Step 2: Code Quality Review
Review the diff against these guidelines:
General Principles
- •DRY - Don't repeat yourself; extract shared logic
- •YAGNI - Don't build features that aren't needed yet
- •Single Responsibility - Functions and components do one thing well
- •Readable code over comments - Code should be self-documenting through clear naming and structure. Use comments only for:
- •Explaining why something unusual is done (not what)

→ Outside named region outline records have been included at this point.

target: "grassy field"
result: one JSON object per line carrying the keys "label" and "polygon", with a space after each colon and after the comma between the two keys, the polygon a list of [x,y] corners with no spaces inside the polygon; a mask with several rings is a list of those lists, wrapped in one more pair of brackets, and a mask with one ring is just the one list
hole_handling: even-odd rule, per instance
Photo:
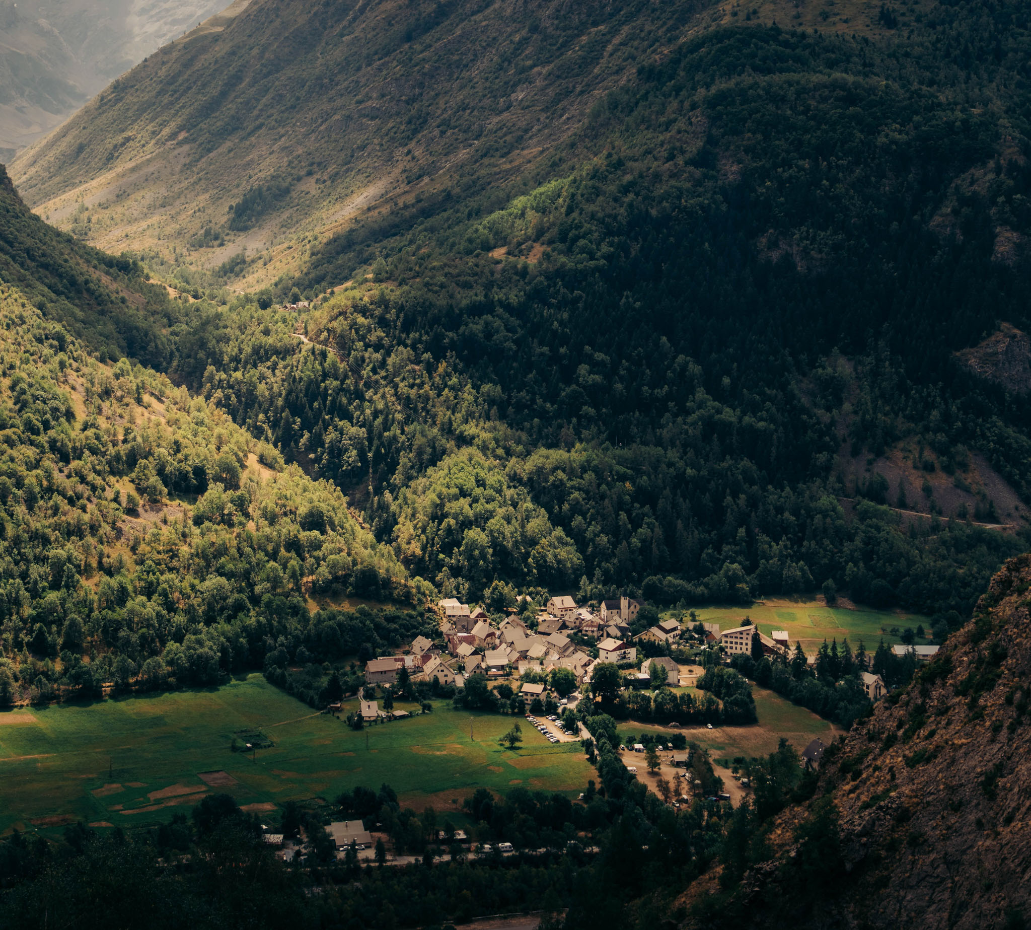
{"label": "grassy field", "polygon": [[931,629],[928,618],[918,613],[866,607],[828,607],[817,601],[768,600],[751,607],[701,607],[696,612],[699,620],[718,623],[723,630],[743,626],[745,618],[758,624],[760,632],[767,636],[773,630],[787,630],[792,644],[801,640],[802,649],[807,653],[811,653],[824,639],[830,642],[835,638],[838,642],[847,638],[853,650],[862,640],[867,652],[872,653],[882,637],[889,644],[902,641],[887,632],[893,627],[899,630],[912,627],[916,630],[918,624],[923,624],[928,632]]}
{"label": "grassy field", "polygon": [[[752,686],[756,698],[759,723],[747,727],[685,727],[679,732],[689,740],[708,751],[712,759],[733,759],[735,756],[765,756],[777,748],[780,737],[799,752],[816,737],[830,742],[837,731],[830,723],[811,710],[797,707],[772,691]],[[665,727],[650,727],[633,721],[619,725],[621,737],[627,734],[673,733]]]}
{"label": "grassy field", "polygon": [[[438,702],[431,715],[355,732],[261,675],[217,690],[16,710],[0,715],[0,833],[78,819],[155,824],[212,791],[269,810],[386,782],[417,809],[456,809],[480,786],[584,789],[594,770],[578,743],[553,745],[523,727],[524,744],[502,750],[498,737],[511,723]],[[230,748],[248,731],[274,742],[257,761]]]}

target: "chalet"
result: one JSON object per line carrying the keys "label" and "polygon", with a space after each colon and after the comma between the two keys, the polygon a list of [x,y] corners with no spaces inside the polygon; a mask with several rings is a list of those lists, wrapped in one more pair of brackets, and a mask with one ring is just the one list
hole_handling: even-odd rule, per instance
{"label": "chalet", "polygon": [[362,701],[358,712],[362,715],[362,720],[373,721],[379,717],[379,705],[375,701]]}
{"label": "chalet", "polygon": [[365,680],[369,685],[393,685],[400,668],[393,657],[370,659],[365,663]]}
{"label": "chalet", "polygon": [[655,659],[645,659],[641,663],[641,674],[652,676],[652,665],[661,665],[666,669],[666,684],[670,688],[678,688],[680,685],[680,666],[668,656],[657,656]]}
{"label": "chalet", "polygon": [[359,846],[371,846],[372,836],[361,821],[337,821],[326,828],[333,837],[337,850],[346,850],[352,843]]}
{"label": "chalet", "polygon": [[480,649],[494,649],[498,643],[498,631],[484,620],[472,628],[472,637]]}
{"label": "chalet", "polygon": [[436,678],[441,685],[453,685],[455,683],[455,672],[447,665],[444,665],[439,657],[430,659],[423,666],[423,677],[427,682],[432,682]]}
{"label": "chalet", "polygon": [[937,654],[940,645],[893,645],[892,652],[900,659],[912,653],[920,662],[930,662]]}
{"label": "chalet", "polygon": [[447,652],[453,656],[458,655],[459,647],[465,643],[466,645],[471,645],[475,649],[476,637],[472,633],[448,633],[447,634]]}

- •Highlighting important gotchas or edge cases
- •Noting things we might want to revisit later
- •Do NOT add comments that just describe what readable code already shows
React Patterns
- •Prefer event/action-driven handlers over useEffect when possible
- •useEffect should have proper dependency arrays and clear purpose
- •Use memoization (useMemo, useCallback) when it provides real value, not everywhere
- •Avoid large monolithic useEffect blocks - break into smaller effects or extract logic
- •Components should have clear separation of concerns
API & Server
- •Follows Express best practices
- •Error handling is present and meaningful
- •Input validation on API endpoints
- •All operations are high-performance and scalable - Peek users sometimes have 100k+ scenes, etc
UI/UX
- •Mobile-first design, responsive across all screen sizes
- •Visual consistency - same components/patterns used throughout:
- •Accordions, tabs, cards, indicators look the same everywhere
- •Same icons represent the same actions/items across the app
- •Uses theme variables (e.g.,
var(--bg-card)) not hardcoded colors
Code Hygiene
- •No unused imports or variables
- •No leftover console.log statements (unless intentional logging)
- •No hardcoded values that should be constants or config
- •No commented-out code blocks
- •mkdocs and README (docs) are kept up to date with changes
Step 3: Automated Testing Checklist
Run each check and fix any failures before proceeding:
Server
cd server && npm test
Expected: All tests pass
cd server && npm run lint
Expected: No errors (warnings OK)
cd server && npx tsc --noEmit
Expected: No type errors
cd server && npm run test:integration
Expected: All tests pass
Client
cd client && npm test
Expected: All tests pass
cd client && npm run lint
Expected: No errors (warnings OK)
cd client && npm run build
Expected: Build succeeds without errors
Step 4: Issue Severity Guide
Blocking (must fix before PR):
- •Test failures
- •Build/lint errors
- •Security issues (XSS, injection, exposed secrets)
- •Broken functionality
- •Missing error handling that could crash the app
Should fix (fix now or create follow-up issue):
- •Missing test coverage for new logic
- •Performance issues (unnecessary re-renders, N+1 queries)
- •Accessibility problems
- •Inconsistent UI patterns
Note for later (document but don't block):
- •Minor refactoring opportunities
- •Nice-to-have improvements
- •Tech debt observations
Step 5: Create Pull Request
After all blocking issues are fixed, create a GitHub PR:
gh pr create --title "Brief descriptive title" --body "$(cat <<'EOF' ## Summary - Bullet points of what this PR does from user perspective - Focus on behavior changes, not implementation details ## Test plan - [ ] Manual testing steps if applicable - [ ] Automated test coverage notes EOF )"
Do not include Claude attribution in PR descriptions.